Reporter's Note: I am beginning to think that retirement, like Brigadoon, is something that exists largely in the fantasy realm. Especially with Social Security unexpectedly running into red ink. That said, in a spirit of optimism, I’m still using regular ink to write my daily letter to the White House.
Tom Foreman | BIO
Dear Mr. President,
This country has been good to me. My parents were both born into struggling, working class families, which in all fairness would be called poor by most people. Mind you, my folks never called themselves poor because they always knew others who were worse off. And because they had their pride. And I think they felt it was kind of self-indulgent and pointless to sit around whining about such things. To the contrary, they believed that hard work was the great savior of families, and my sister, brother and I were taught from the cradle that labor was a virtue.
I didn’t always feel an eagerness for it. Like most kids I groused about feeding the dog, and mowing the yard, and painting the basement, and digging ditches, and planting shrubs, and building sheds, and on and on.
My father once wanted to put a sump pump drainage pipe beneath the concrete slab of the garage. And his plan to accomplish this, while ingenious, still makes me shake my head in disbelief. We used a 12 pound sledgehammer to drive the pipe sideways beneath that slab; pounding through the black earth gumbo of central Illinois hour after hour, all day long one spring weekend. The further we went, the more the progress slowed, so that each time the hammer slammed against the pipe, it crept only a quarter inch forward… sometimes less.
I felt as if my arms were going to twist from their sockets, my hands would crumble to dust under the shattering vibrations, and I can still hear the ringing in my ears from what must have been thousands of blows on that metal pipe. Finally, very late, with the sun long gone, working by the lights of the pickup truck, we broke through. It worked. I was exhausted, elated, and felt all at once like laughing and crying. I guess I was probably 13 years old.

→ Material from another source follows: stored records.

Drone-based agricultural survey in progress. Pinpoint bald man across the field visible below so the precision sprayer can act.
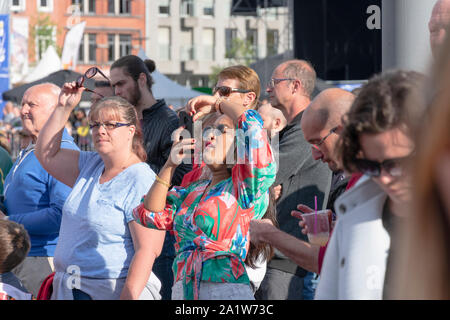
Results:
[258,103,287,138]
[0,83,79,297]
[255,60,332,300]
[428,0,450,59]
[250,88,355,288]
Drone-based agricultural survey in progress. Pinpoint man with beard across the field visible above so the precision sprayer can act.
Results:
[110,55,192,300]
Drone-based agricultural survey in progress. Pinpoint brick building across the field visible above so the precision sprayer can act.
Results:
[10,0,146,77]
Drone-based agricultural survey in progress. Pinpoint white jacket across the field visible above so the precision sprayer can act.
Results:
[315,177,390,300]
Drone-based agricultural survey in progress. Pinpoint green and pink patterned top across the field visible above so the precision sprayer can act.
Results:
[133,110,276,299]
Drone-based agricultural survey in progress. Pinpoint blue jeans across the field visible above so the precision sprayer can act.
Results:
[72,289,92,300]
[152,232,175,300]
[303,272,318,300]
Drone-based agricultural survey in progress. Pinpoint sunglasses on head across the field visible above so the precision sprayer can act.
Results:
[354,155,411,177]
[89,122,132,131]
[213,86,251,97]
[203,124,229,137]
[76,67,111,98]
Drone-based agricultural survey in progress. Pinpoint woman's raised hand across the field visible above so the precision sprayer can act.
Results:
[185,95,217,121]
[166,127,195,167]
[58,81,84,109]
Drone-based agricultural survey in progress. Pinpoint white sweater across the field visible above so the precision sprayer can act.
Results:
[315,177,390,300]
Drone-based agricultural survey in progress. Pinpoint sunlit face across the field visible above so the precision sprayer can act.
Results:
[359,128,414,203]
[301,118,340,171]
[214,78,245,105]
[203,115,235,168]
[89,107,136,155]
[91,87,114,104]
[258,104,274,130]
[110,68,141,106]
[20,86,57,137]
[266,65,292,110]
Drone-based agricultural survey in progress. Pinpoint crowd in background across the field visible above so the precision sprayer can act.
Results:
[0,0,450,300]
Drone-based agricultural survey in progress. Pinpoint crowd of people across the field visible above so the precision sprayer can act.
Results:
[0,0,450,300]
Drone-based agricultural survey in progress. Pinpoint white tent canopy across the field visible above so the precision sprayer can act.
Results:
[138,49,202,109]
[22,46,61,83]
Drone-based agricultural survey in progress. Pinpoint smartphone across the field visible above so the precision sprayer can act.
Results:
[179,111,194,139]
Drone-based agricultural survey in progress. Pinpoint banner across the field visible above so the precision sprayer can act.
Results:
[0,14,9,119]
[61,21,86,70]
[11,17,28,84]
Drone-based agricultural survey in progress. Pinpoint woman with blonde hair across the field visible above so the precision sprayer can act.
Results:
[36,83,164,300]
[392,30,450,299]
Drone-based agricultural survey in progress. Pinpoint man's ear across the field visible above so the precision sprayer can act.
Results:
[244,92,256,107]
[334,124,344,135]
[292,79,303,94]
[138,72,147,89]
[274,118,281,130]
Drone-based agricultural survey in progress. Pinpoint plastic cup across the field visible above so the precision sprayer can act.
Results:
[302,210,330,247]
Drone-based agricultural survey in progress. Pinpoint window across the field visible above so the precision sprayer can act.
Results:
[180,29,194,61]
[87,33,97,64]
[108,34,117,62]
[180,0,194,17]
[202,28,215,61]
[87,0,95,13]
[225,29,237,59]
[72,0,95,14]
[78,33,97,64]
[247,29,258,58]
[267,29,278,56]
[108,0,131,14]
[119,34,131,58]
[158,27,170,61]
[78,36,85,64]
[11,0,26,11]
[158,0,170,16]
[203,0,214,17]
[37,0,53,12]
[36,26,56,60]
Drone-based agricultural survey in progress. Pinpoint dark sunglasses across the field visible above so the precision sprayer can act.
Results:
[76,67,111,98]
[354,155,412,177]
[203,124,229,137]
[213,86,251,97]
[89,122,131,131]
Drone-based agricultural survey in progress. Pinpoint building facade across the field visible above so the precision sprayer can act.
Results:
[10,0,146,78]
[10,0,293,87]
[145,0,293,87]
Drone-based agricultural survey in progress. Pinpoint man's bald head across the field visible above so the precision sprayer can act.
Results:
[301,88,355,171]
[20,83,61,142]
[302,88,355,128]
[258,103,287,137]
[428,0,450,58]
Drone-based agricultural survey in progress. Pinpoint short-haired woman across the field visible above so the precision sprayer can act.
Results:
[134,96,276,300]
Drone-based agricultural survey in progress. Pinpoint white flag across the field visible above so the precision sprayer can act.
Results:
[61,21,86,70]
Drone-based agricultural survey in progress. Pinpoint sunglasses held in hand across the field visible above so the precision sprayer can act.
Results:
[76,67,111,98]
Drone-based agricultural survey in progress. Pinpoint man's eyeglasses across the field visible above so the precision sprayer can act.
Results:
[313,127,338,150]
[203,124,229,138]
[89,122,132,131]
[267,78,297,88]
[354,155,412,177]
[213,86,251,97]
[76,67,111,98]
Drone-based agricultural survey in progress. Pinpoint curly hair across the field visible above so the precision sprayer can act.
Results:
[336,70,425,172]
[0,220,30,273]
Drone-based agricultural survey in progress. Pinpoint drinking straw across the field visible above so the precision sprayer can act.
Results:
[314,196,317,234]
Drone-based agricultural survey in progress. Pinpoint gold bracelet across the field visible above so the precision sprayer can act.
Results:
[156,176,170,189]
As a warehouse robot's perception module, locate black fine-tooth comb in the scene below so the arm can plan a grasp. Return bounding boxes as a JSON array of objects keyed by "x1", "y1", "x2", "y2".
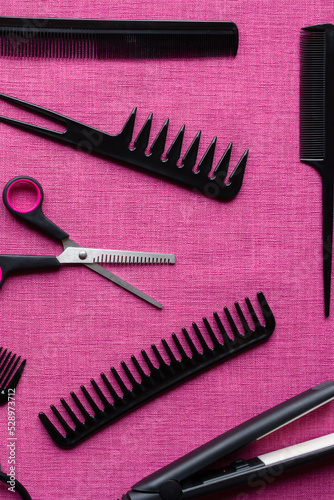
[
  {"x1": 0, "y1": 347, "x2": 26, "y2": 405},
  {"x1": 0, "y1": 17, "x2": 239, "y2": 59},
  {"x1": 0, "y1": 94, "x2": 248, "y2": 200},
  {"x1": 39, "y1": 292, "x2": 275, "y2": 448},
  {"x1": 300, "y1": 24, "x2": 334, "y2": 317}
]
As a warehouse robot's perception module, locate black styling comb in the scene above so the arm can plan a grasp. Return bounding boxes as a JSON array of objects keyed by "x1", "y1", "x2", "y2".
[
  {"x1": 300, "y1": 24, "x2": 334, "y2": 317},
  {"x1": 0, "y1": 347, "x2": 26, "y2": 405},
  {"x1": 0, "y1": 17, "x2": 239, "y2": 59},
  {"x1": 0, "y1": 94, "x2": 248, "y2": 200},
  {"x1": 39, "y1": 292, "x2": 275, "y2": 448}
]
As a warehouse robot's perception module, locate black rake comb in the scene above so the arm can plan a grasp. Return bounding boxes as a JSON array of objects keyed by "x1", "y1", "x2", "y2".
[
  {"x1": 0, "y1": 347, "x2": 26, "y2": 405},
  {"x1": 0, "y1": 94, "x2": 248, "y2": 200},
  {"x1": 39, "y1": 292, "x2": 275, "y2": 448},
  {"x1": 0, "y1": 17, "x2": 239, "y2": 59}
]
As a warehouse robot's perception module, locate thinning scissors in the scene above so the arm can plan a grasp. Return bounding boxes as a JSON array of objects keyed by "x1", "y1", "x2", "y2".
[{"x1": 0, "y1": 176, "x2": 175, "y2": 308}]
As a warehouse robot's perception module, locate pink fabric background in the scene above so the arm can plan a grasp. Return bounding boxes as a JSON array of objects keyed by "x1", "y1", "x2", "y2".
[{"x1": 0, "y1": 0, "x2": 334, "y2": 500}]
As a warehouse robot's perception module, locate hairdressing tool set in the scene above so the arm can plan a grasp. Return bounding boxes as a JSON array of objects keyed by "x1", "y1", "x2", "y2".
[
  {"x1": 0, "y1": 11, "x2": 334, "y2": 500},
  {"x1": 0, "y1": 176, "x2": 175, "y2": 308},
  {"x1": 300, "y1": 24, "x2": 334, "y2": 316},
  {"x1": 40, "y1": 292, "x2": 275, "y2": 447},
  {"x1": 0, "y1": 17, "x2": 239, "y2": 59},
  {"x1": 0, "y1": 347, "x2": 26, "y2": 406},
  {"x1": 0, "y1": 94, "x2": 248, "y2": 200},
  {"x1": 122, "y1": 382, "x2": 334, "y2": 500}
]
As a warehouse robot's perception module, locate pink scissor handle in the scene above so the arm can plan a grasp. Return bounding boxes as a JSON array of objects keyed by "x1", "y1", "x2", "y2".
[
  {"x1": 4, "y1": 177, "x2": 43, "y2": 214},
  {"x1": 2, "y1": 176, "x2": 68, "y2": 241}
]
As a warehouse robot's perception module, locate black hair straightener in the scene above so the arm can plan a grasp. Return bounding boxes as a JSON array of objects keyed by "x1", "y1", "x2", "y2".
[{"x1": 122, "y1": 381, "x2": 334, "y2": 500}]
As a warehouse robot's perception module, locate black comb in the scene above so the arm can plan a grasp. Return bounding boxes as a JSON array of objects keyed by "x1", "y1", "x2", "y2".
[
  {"x1": 300, "y1": 24, "x2": 334, "y2": 316},
  {"x1": 39, "y1": 292, "x2": 275, "y2": 448},
  {"x1": 0, "y1": 17, "x2": 238, "y2": 59},
  {"x1": 0, "y1": 347, "x2": 26, "y2": 405},
  {"x1": 0, "y1": 94, "x2": 248, "y2": 200}
]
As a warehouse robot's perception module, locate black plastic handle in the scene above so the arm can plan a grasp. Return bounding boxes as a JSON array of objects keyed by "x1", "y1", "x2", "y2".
[
  {"x1": 2, "y1": 176, "x2": 69, "y2": 241},
  {"x1": 0, "y1": 255, "x2": 61, "y2": 286}
]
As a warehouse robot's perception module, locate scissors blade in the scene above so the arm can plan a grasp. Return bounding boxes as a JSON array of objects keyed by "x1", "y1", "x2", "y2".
[
  {"x1": 62, "y1": 238, "x2": 163, "y2": 309},
  {"x1": 57, "y1": 247, "x2": 176, "y2": 264}
]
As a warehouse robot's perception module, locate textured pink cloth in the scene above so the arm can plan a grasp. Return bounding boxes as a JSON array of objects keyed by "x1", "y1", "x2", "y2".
[{"x1": 0, "y1": 0, "x2": 334, "y2": 500}]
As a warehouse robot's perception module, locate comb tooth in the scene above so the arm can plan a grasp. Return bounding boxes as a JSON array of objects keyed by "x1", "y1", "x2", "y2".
[
  {"x1": 172, "y1": 333, "x2": 189, "y2": 361},
  {"x1": 131, "y1": 355, "x2": 147, "y2": 380},
  {"x1": 0, "y1": 353, "x2": 16, "y2": 387},
  {"x1": 245, "y1": 297, "x2": 261, "y2": 329},
  {"x1": 50, "y1": 405, "x2": 73, "y2": 433},
  {"x1": 151, "y1": 118, "x2": 169, "y2": 158},
  {"x1": 119, "y1": 108, "x2": 137, "y2": 145},
  {"x1": 81, "y1": 385, "x2": 101, "y2": 415},
  {"x1": 151, "y1": 344, "x2": 166, "y2": 366},
  {"x1": 213, "y1": 142, "x2": 232, "y2": 180},
  {"x1": 229, "y1": 149, "x2": 248, "y2": 185},
  {"x1": 71, "y1": 392, "x2": 91, "y2": 420},
  {"x1": 121, "y1": 361, "x2": 138, "y2": 387},
  {"x1": 198, "y1": 137, "x2": 217, "y2": 177},
  {"x1": 2, "y1": 354, "x2": 21, "y2": 387},
  {"x1": 182, "y1": 131, "x2": 201, "y2": 170},
  {"x1": 257, "y1": 292, "x2": 275, "y2": 324},
  {"x1": 161, "y1": 339, "x2": 177, "y2": 363},
  {"x1": 90, "y1": 378, "x2": 111, "y2": 408},
  {"x1": 167, "y1": 125, "x2": 185, "y2": 164},
  {"x1": 203, "y1": 318, "x2": 222, "y2": 348},
  {"x1": 182, "y1": 328, "x2": 199, "y2": 356},
  {"x1": 224, "y1": 307, "x2": 243, "y2": 339},
  {"x1": 39, "y1": 412, "x2": 67, "y2": 445},
  {"x1": 213, "y1": 312, "x2": 231, "y2": 345},
  {"x1": 234, "y1": 302, "x2": 252, "y2": 333},
  {"x1": 60, "y1": 398, "x2": 82, "y2": 427},
  {"x1": 0, "y1": 351, "x2": 12, "y2": 382},
  {"x1": 141, "y1": 349, "x2": 154, "y2": 373},
  {"x1": 192, "y1": 323, "x2": 209, "y2": 351},
  {"x1": 101, "y1": 373, "x2": 121, "y2": 402},
  {"x1": 0, "y1": 349, "x2": 11, "y2": 371},
  {"x1": 111, "y1": 367, "x2": 129, "y2": 395},
  {"x1": 135, "y1": 113, "x2": 153, "y2": 151}
]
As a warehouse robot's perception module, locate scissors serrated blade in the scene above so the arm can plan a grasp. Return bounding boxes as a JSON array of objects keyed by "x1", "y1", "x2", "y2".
[
  {"x1": 57, "y1": 247, "x2": 176, "y2": 264},
  {"x1": 62, "y1": 238, "x2": 166, "y2": 309}
]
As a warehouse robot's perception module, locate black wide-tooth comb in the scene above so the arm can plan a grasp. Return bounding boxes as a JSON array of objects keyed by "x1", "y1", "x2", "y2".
[
  {"x1": 39, "y1": 292, "x2": 275, "y2": 448},
  {"x1": 0, "y1": 17, "x2": 239, "y2": 59},
  {"x1": 0, "y1": 347, "x2": 26, "y2": 405},
  {"x1": 300, "y1": 24, "x2": 334, "y2": 317},
  {"x1": 0, "y1": 94, "x2": 248, "y2": 200}
]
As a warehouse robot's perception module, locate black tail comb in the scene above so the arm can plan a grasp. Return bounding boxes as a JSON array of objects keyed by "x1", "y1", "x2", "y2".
[
  {"x1": 39, "y1": 292, "x2": 275, "y2": 448},
  {"x1": 0, "y1": 17, "x2": 238, "y2": 59},
  {"x1": 0, "y1": 347, "x2": 26, "y2": 405},
  {"x1": 300, "y1": 24, "x2": 334, "y2": 317},
  {"x1": 0, "y1": 94, "x2": 248, "y2": 200}
]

But as my father told me then, that work was good for me. I have almost without fail had some sort of job ever since. From baling hay for farmers, to tending their hogs, to driving tractors, to stocking grocery shelves, to cashiering at a toy store, to radio station work. I have accepted that one of my duties to my country is to be a productive citizen. It is not glamorous. It is often not fun. But it is essential.
That said, like my parents, I recognize that others face bigger hurdles than I ever have. Poor educations, unstable families, discrimination, crime-riddled neighborhoods; too many problems to list. I’m not sure, had I grown up in their straits, that I would have prospered as I have.
Still, I mention all of this as a preface to saying, when I read the reports about the problems of Social Security this week, I flinched a little. In a nutshell, as you know, the system is now paying out more money than it is taking in, and we have reached that dangerous milestone several years earlier than we expected. Already there is talk about the need for cuts.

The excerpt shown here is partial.